A harsh debut lesson: Arsenal punish Forest as Postecoglou era begins with a 3-0 defeat

Ange Postecoglou’s first week in charge of Nottingham Forest ended with a 3-0 defeat at Arsenal, a bruising reminder of how little time he has had to install his ideas. Martín Zubimendi’s first Arsenal goals bookended the night — a searing volley from a corner and a late header — with Viktor Gyokeres turning in Eberechi Eze’s crossed second just after half-time.

Forest had moments but struggled to establish control against a side that crave it. Morgan Gibbs-White shot wide from their best first-half opening, and at 2-0 Chris Wood’s chested effort was only denied by David Raya’s fingertip save onto the bar. For long periods, Arsenal’s structure hemmed Forest in and limited transitions.

A brave plan meets an unforgiving opponent

Postecoglou, appointed late on Tuesday, attempted to push Forest higher up the pitch than under Nuno Espírito Santo. Early pressing cues were visible, but Arsenal’s grip on the ball gradually forced Forest backward and starved them of counters. The match-up, away at a venue where Forest have rarely found joy, was a stern opening brief.

The first goal encapsulated the difficulty of the assignment. Noni Madueke’s corner was only half-cleared and Zubimendi met the dropping ball with a sweetly struck volley that took a slight deflection off Murillo and flashed past Matz Sels. Decisions at set plays — and Arsenal’s delivery — kept Forest under pressure.

Murillo’s injury forces a reshuffle as Madueke stays dangerous

Circumstances did not help. With Ola Aina out, Morato started at left-back and had a tough evening against Madueke’s direct running. When Murillo was hurt after making a block and had to come off, Postecoglou reorganised: Morato moved into central defence and Neco Williams switched across to the left in an effort to stem Arsenal’s flow down that flank.

Even so, Arsenal’s set pieces and patience kept pinning Forest back. Mikel Merino and others threatened from dead balls before the opener, while the visitors waited for space to break into. Gibbs-White finally found a pocket in first-half stoppage time, but his shot from inside the box dragged wide — a miss that underlined how few clear looks Forest were granted.

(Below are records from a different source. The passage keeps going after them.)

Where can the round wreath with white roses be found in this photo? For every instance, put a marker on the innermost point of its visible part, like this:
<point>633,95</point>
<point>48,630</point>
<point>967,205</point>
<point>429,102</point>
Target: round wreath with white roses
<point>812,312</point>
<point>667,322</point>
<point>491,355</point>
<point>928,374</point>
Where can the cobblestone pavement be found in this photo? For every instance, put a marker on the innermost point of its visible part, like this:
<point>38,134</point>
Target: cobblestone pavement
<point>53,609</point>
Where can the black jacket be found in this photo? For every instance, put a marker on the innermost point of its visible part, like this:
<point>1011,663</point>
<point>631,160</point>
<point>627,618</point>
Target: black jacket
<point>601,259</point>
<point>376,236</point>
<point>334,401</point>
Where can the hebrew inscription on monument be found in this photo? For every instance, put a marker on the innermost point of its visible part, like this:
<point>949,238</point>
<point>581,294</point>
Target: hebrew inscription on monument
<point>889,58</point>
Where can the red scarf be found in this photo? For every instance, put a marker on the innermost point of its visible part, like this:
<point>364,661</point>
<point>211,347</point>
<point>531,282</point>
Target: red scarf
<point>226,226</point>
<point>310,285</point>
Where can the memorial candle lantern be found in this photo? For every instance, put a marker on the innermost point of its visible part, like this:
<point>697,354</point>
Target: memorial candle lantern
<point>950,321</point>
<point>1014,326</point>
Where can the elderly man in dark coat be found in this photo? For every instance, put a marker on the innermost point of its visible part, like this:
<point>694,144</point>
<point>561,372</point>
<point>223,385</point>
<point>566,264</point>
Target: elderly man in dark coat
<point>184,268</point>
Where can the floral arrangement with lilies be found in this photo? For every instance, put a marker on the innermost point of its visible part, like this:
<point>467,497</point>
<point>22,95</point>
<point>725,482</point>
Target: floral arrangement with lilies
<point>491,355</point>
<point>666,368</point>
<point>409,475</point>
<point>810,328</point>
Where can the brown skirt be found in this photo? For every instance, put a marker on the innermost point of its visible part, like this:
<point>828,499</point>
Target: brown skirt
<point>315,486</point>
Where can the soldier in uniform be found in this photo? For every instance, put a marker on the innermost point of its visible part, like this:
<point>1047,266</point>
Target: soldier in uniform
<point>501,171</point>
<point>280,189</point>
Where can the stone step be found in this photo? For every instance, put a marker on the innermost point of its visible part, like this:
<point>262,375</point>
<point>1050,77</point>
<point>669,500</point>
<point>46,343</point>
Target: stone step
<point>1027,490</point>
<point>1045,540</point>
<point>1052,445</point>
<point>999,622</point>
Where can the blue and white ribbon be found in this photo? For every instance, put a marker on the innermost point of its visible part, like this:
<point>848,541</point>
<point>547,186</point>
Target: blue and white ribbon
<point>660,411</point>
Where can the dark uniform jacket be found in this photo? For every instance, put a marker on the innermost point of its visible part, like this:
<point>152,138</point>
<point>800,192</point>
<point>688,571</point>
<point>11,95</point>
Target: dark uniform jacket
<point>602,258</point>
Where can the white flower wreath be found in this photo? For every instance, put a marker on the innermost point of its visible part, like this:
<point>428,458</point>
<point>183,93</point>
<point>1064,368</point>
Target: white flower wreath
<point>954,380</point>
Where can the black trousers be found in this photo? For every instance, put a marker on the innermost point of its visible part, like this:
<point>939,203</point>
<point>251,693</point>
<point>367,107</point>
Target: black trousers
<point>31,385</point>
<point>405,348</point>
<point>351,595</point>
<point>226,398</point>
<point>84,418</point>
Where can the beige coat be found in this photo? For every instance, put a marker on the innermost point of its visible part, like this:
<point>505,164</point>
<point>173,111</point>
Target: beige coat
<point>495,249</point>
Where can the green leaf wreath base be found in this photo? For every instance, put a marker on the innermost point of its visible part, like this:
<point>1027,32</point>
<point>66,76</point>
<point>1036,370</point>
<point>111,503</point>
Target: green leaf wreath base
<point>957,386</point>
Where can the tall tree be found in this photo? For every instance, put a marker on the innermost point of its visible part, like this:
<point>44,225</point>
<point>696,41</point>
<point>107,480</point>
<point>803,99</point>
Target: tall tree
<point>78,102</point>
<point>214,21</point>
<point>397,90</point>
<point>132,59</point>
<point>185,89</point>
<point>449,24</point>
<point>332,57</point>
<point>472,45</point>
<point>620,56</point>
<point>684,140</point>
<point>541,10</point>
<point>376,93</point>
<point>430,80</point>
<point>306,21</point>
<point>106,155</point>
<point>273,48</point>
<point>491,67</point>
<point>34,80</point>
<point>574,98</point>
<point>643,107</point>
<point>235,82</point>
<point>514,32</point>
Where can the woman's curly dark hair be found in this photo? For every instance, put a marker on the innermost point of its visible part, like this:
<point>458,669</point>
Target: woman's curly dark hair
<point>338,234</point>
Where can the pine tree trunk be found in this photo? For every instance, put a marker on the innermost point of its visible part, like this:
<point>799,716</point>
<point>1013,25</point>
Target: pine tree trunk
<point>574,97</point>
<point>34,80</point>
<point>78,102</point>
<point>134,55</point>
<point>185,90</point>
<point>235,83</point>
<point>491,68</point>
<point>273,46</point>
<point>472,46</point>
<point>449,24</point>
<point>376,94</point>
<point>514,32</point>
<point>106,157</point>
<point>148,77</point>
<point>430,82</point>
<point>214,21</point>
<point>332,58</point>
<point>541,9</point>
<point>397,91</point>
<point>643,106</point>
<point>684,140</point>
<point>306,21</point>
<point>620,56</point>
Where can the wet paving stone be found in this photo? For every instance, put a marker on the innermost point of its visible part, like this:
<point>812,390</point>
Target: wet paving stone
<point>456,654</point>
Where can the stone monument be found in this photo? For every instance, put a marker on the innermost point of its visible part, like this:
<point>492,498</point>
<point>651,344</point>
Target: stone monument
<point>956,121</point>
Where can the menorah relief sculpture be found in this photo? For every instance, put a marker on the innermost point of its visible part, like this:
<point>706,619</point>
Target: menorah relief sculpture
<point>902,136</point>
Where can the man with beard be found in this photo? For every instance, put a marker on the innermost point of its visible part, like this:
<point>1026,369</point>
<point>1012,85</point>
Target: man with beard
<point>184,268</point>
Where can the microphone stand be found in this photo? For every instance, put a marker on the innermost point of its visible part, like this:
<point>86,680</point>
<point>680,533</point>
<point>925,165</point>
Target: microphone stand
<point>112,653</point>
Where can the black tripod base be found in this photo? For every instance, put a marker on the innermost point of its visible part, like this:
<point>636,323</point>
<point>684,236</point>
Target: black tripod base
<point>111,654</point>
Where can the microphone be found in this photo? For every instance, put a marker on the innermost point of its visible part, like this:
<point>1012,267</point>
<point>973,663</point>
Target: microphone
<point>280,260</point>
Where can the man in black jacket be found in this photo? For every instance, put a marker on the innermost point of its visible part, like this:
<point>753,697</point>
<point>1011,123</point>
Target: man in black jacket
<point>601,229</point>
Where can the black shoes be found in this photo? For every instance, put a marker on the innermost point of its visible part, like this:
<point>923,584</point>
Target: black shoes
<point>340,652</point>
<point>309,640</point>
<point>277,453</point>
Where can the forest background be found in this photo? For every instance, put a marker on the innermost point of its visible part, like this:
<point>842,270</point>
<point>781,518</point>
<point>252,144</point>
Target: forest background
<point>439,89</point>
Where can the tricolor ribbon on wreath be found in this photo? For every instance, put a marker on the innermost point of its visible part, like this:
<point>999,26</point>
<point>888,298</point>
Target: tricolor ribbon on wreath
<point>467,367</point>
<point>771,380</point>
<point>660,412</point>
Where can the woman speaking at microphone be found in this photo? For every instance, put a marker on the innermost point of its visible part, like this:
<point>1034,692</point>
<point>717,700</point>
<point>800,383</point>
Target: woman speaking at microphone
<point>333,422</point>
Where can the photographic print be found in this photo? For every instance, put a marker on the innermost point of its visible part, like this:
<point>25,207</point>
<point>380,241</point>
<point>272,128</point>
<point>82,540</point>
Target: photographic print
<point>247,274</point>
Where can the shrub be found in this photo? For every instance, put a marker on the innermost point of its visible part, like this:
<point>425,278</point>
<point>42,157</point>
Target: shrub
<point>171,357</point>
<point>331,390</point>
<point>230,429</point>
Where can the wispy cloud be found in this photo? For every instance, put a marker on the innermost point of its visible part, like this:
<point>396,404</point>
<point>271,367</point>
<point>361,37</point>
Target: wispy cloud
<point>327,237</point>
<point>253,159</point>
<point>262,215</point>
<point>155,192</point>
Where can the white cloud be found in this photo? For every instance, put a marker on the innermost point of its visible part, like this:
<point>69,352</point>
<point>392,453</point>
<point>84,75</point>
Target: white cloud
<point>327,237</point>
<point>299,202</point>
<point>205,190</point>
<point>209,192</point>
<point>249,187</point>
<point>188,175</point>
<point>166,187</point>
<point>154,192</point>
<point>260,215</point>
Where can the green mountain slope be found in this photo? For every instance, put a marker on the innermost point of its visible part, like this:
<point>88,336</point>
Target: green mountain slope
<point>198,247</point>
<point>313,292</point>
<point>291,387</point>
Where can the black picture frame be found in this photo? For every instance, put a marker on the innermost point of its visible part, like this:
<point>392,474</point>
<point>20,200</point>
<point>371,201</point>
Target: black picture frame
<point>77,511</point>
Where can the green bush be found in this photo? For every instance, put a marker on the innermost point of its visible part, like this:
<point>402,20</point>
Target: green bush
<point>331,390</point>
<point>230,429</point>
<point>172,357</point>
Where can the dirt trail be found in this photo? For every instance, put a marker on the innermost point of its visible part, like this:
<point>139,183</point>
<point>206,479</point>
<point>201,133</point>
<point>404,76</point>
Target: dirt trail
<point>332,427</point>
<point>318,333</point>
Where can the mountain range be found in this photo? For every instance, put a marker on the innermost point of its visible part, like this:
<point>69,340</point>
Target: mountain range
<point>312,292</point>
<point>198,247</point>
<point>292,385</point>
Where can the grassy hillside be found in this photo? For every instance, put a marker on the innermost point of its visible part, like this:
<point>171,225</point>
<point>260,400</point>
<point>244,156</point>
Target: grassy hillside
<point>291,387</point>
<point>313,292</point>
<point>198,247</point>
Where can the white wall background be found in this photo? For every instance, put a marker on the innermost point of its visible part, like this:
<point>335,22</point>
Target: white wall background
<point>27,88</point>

Openings arrive, but too late to change the picture

Any hopes of a reset were hit seconds into the second half. Riccardo Calafiori went long to Eze, whose quick low cross left Gyokeres with a close-range finish. At two down, Forest began to stitch together more promising moments and threatened to halve the deficit.

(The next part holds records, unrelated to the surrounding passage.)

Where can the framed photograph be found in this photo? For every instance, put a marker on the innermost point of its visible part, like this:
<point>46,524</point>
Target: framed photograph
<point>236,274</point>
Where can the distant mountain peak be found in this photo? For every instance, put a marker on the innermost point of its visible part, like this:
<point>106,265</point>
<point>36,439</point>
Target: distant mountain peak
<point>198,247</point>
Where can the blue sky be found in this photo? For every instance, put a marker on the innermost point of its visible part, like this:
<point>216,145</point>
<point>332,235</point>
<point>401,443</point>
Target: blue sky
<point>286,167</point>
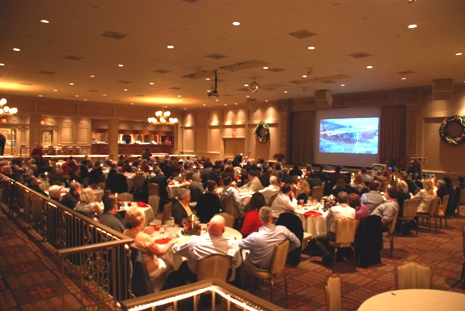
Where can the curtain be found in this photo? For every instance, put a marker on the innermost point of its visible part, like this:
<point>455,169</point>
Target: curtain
<point>392,133</point>
<point>302,137</point>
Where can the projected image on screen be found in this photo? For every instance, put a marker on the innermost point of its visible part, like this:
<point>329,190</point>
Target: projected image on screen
<point>349,135</point>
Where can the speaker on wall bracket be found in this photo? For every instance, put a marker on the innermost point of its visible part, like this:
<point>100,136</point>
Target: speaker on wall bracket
<point>323,98</point>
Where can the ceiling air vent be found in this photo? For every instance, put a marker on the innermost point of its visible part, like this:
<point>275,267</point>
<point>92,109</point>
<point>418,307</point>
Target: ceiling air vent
<point>113,35</point>
<point>359,55</point>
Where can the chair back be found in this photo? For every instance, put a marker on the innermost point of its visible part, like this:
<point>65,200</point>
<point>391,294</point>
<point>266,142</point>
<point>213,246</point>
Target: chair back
<point>317,192</point>
<point>126,196</point>
<point>345,232</point>
<point>392,225</point>
<point>333,293</point>
<point>412,275</point>
<point>167,211</point>
<point>410,209</point>
<point>433,207</point>
<point>279,257</point>
<point>154,202</point>
<point>229,207</point>
<point>214,266</point>
<point>229,219</point>
<point>154,189</point>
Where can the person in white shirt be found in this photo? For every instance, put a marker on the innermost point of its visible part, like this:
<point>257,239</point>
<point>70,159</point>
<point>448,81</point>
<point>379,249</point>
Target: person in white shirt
<point>285,201</point>
<point>271,190</point>
<point>341,211</point>
<point>254,183</point>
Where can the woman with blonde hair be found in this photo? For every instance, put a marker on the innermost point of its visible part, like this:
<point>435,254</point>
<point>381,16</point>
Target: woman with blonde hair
<point>304,192</point>
<point>87,204</point>
<point>425,195</point>
<point>144,242</point>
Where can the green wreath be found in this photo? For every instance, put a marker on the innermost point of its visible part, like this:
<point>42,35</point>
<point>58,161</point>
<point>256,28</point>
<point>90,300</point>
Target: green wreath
<point>262,132</point>
<point>443,130</point>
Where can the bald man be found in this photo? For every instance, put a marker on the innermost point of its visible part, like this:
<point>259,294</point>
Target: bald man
<point>198,247</point>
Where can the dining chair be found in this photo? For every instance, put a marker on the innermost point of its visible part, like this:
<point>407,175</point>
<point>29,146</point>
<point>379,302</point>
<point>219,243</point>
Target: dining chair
<point>229,219</point>
<point>277,266</point>
<point>333,293</point>
<point>431,214</point>
<point>154,189</point>
<point>167,211</point>
<point>443,202</point>
<point>390,233</point>
<point>345,237</point>
<point>409,213</point>
<point>413,275</point>
<point>317,193</point>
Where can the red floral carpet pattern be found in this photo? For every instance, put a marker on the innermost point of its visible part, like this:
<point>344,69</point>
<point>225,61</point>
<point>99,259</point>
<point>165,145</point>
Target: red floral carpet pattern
<point>29,278</point>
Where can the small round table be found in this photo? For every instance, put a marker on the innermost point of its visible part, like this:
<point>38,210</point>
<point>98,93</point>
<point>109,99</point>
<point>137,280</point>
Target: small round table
<point>415,299</point>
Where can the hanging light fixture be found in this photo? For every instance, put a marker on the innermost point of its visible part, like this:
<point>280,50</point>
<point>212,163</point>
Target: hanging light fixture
<point>163,117</point>
<point>6,110</point>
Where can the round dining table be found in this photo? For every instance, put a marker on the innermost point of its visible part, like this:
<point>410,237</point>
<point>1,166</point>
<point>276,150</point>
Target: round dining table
<point>415,299</point>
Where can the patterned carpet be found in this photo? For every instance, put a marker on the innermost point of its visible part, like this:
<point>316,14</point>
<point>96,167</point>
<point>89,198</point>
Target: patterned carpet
<point>30,272</point>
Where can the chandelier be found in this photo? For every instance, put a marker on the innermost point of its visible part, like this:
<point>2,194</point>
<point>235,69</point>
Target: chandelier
<point>6,110</point>
<point>163,117</point>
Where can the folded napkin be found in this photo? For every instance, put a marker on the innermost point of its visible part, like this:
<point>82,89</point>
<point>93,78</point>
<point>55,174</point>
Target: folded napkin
<point>163,240</point>
<point>312,213</point>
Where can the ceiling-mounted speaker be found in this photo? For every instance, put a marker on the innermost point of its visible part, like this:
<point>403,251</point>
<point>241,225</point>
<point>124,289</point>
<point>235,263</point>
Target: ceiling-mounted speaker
<point>443,89</point>
<point>323,98</point>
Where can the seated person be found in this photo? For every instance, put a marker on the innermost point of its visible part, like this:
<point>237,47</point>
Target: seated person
<point>87,204</point>
<point>285,201</point>
<point>320,243</point>
<point>261,244</point>
<point>209,203</point>
<point>387,210</point>
<point>144,242</point>
<point>180,208</point>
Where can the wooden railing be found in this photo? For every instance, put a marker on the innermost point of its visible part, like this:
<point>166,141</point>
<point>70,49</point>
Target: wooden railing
<point>100,255</point>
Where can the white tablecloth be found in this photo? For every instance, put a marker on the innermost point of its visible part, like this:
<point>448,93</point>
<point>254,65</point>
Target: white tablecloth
<point>313,224</point>
<point>415,299</point>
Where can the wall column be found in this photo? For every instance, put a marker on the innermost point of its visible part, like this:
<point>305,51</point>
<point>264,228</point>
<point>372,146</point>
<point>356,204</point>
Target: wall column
<point>113,126</point>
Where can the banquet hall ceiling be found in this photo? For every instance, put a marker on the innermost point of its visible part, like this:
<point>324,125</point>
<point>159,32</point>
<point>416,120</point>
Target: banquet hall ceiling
<point>86,41</point>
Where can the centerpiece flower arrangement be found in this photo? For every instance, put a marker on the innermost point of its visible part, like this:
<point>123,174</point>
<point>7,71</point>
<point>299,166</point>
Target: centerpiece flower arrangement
<point>192,229</point>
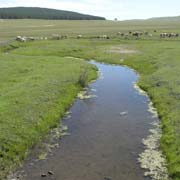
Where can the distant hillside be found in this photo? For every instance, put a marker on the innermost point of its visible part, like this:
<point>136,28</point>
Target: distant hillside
<point>166,19</point>
<point>43,13</point>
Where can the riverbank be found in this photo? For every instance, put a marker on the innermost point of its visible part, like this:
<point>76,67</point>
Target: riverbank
<point>35,93</point>
<point>155,60</point>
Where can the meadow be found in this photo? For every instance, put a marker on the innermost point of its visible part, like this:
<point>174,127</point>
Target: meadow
<point>39,80</point>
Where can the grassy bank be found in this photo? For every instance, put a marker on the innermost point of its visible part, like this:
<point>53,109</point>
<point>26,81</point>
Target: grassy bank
<point>35,93</point>
<point>35,74</point>
<point>158,63</point>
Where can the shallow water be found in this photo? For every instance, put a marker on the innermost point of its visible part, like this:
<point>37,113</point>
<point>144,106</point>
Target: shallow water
<point>106,133</point>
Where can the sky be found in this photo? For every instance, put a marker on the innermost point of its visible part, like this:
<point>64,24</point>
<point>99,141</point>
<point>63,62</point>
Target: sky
<point>110,9</point>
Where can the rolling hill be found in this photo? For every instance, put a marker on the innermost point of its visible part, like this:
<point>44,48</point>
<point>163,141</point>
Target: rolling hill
<point>43,13</point>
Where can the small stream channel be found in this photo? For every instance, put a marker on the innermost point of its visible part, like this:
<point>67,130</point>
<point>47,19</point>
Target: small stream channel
<point>106,133</point>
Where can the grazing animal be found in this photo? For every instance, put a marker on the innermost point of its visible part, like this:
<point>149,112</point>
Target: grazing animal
<point>56,36</point>
<point>79,36</point>
<point>169,35</point>
<point>21,38</point>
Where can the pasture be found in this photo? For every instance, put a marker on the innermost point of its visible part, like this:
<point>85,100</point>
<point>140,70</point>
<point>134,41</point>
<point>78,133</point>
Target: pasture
<point>40,73</point>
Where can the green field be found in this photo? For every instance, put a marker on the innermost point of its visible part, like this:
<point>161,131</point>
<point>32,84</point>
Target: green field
<point>40,73</point>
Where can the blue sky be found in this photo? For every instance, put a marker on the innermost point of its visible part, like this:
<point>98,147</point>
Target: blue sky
<point>121,9</point>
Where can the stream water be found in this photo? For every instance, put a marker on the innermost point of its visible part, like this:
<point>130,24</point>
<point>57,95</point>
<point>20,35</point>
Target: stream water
<point>106,133</point>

Their best chance came when a right-sided break produced a cross that looped off Wood’s chest and looked to be dropping in; Raya stretched to tip onto the bar. On the second phase, Callum Hudson-Odoi was denied by a sliding intervention from Cristhian Mosquera. With Arsenal then hitting the post through Gyokeres and carrying set-piece menace, the third arrived late from Zubimendi’s header via a Leandro Trossard free-kick routine.

A reality check, not a verdict

The backdrop matters. It has been a whirlwind week of change, with minimal time on the grass and players returning from international duty. Postecoglou acknowledged the disruption and the step up in difficulty at the Emirates: “It’s a disappointing result… it’s been a very disruptive week for the players… I can’t fault the players’ endeavour and effort… we never really had control of the game.”

There were pockets of what Forest will want to become — a braver line, quicker counters once the game opened — but Arsenal’s control and set-piece threat made the margins thin. Postecoglou also had to contend with the noise from the stands, including predictable taunts, on a night that marked back‑to‑back 3-0 defeats under two different head coaches.

Next steps arrive fast

Forest can pivot quickly to the EFL Cup, travelling to Swansea City on Wednesday. The immediate focus will be basic familiarity — roles, rotations, and the pressing triggers Postecoglou wants — after a debut in which enforced changes and Arsenal’s quality combined to tilt the contest.

Time on the training ground is the commodity the new head coach lacks most. With modest positives to draw from and a candid understanding of where control was lost, Forest’s job is to bank lessons from the Emirates and start laying down the patterns that will define this new era.